The biggest problem is the Chenery doctrine. Judge Holmes quotes Chenery as holding that “a reviewing court, in dealing with a determination or judgment which an administrative agency alone is authorized to make, must judge the propriety of such action solely by the grounds invoked by the agency.” SEC v. Chenery Corp. (Chenery II), 332 U.S. 194 (1947). The IRS essentially wants to argue that the Notice of Determination for 1998 is correct if only we use the facts of 1999… and apply the determination to 1999 rather than 1998. The Chenery doctrine, however, does not allow an agency to use its original determination as a “place-holder” in this manner. Since all parties agree the ESOP met all the necessary requirements in 1998 (the determination year), the inquiry ends: the Determination was an abuse of discretion.

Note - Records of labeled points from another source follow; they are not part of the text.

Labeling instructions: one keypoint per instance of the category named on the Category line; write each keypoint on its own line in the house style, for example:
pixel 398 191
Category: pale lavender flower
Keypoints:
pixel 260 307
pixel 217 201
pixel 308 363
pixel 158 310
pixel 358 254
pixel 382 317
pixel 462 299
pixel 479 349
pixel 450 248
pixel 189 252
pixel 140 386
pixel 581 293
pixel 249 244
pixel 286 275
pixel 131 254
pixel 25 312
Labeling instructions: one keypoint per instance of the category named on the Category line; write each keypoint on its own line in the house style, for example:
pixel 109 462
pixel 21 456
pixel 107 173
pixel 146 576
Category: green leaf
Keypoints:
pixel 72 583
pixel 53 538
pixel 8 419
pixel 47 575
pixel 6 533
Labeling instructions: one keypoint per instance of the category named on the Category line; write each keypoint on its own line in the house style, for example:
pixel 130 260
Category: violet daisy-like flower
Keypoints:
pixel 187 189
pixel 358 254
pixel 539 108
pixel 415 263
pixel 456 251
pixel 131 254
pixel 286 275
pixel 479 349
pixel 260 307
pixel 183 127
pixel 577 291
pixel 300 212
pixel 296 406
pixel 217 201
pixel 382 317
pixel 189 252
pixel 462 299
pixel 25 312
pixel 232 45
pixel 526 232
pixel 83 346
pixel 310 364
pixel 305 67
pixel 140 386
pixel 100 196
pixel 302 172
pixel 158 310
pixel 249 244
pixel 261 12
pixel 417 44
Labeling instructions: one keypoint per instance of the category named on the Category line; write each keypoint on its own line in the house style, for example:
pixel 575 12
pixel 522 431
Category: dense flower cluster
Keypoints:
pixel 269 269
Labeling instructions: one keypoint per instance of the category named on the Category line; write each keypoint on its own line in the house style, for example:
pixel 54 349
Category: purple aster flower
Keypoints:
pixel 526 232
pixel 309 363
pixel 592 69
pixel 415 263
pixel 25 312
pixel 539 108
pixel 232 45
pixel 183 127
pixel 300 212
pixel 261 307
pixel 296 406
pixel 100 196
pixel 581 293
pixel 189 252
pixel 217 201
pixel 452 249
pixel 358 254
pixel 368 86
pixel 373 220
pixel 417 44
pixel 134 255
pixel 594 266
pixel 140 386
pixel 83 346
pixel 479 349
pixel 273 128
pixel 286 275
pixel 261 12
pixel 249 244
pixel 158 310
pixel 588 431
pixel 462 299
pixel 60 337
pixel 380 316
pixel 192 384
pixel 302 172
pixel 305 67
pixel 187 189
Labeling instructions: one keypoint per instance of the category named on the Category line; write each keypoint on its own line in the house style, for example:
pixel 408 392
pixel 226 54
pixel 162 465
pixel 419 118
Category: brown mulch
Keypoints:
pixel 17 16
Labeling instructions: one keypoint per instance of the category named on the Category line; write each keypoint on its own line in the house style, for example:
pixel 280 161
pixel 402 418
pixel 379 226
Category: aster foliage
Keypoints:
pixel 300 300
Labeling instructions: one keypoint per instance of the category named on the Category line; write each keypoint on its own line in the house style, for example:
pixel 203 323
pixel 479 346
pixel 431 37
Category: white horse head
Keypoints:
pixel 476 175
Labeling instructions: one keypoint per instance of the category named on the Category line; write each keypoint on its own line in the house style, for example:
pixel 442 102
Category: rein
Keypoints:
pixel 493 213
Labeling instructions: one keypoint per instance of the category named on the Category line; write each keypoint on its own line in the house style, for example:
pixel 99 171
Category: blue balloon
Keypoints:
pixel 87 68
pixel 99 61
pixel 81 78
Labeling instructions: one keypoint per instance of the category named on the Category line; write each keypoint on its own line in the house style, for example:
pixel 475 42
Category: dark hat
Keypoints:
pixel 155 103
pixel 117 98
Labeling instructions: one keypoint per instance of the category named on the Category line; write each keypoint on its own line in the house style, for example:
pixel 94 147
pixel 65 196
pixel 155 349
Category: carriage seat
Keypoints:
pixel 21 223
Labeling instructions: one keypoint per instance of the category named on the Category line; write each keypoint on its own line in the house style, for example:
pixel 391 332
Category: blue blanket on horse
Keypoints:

This is one of those cases where you can tell which way the wind is blowing well before reaching the actual opinion. Before even getting to the heart of Chenery, Judge Holmes summarizes the Commissioner’s argument as being “if we ignore all the things he [the Commissioner] did wrong, then he was right.” And although the IRS has already essentially lost the case on procedural grounds (i.e. arguing about 1999 when it is barred by Chenery), for good measure Judge Holmes also looks at the substantive grounds for that argument.

Amazingly, it only gets worse.

First off, the IRS relies on a proposed regulation for their approach on the substantive law (i.e. that the ESOP did not qualify as a tax-exempt trust). Of course, proposed regulations do not carry the force of law, but only the “power to persuade” (i.e. “Skidmore” deference). And what is the power to persuade? Essentially it is the same as a persuasive argument made on brief. Judge Holmes cites to Tedori v. United States, 211 F.3d 488, 492 (9th Cir. 2000) as support for this idea.

As an aside, I have five hand-written stars in the margin next to that point. I have always struggled with the idea that Skidmore deference means anything other than “look at this argument someone else made once: isn’t it interesting?” It is not a whole lot different than if I (or whomever the party is) made the argument on their own in the brief, except that the quote may be attributed to a more impressive name.

But if there is something worse than over-relying on a proposed regulation for your argument, it would be over-relying on a proposed regulation that was withdrawn well before the tax year at issue. Which is what happened here, since the proposed regulation was withdrawn in 1993. Ouch.

Finally, and just to really make you cringe, Judge Holmes spends a paragraph noting that even if the proposed regulation was (a) not withdrawn, and (b) subject to actual deference, it still would not apply to the facts at hand. In other words, the thrust of the IRS’s substantive argument was an incorrect interpretation of a proposed regulation that was no longer in effect. No Bueno.

There was one final designated order that I will not go into detail on. For those with incurable curiosity, it can be found here and provides a small twist on the common “taxpayers dragging their feet in collections” story, in that this taxpayer was not pro se.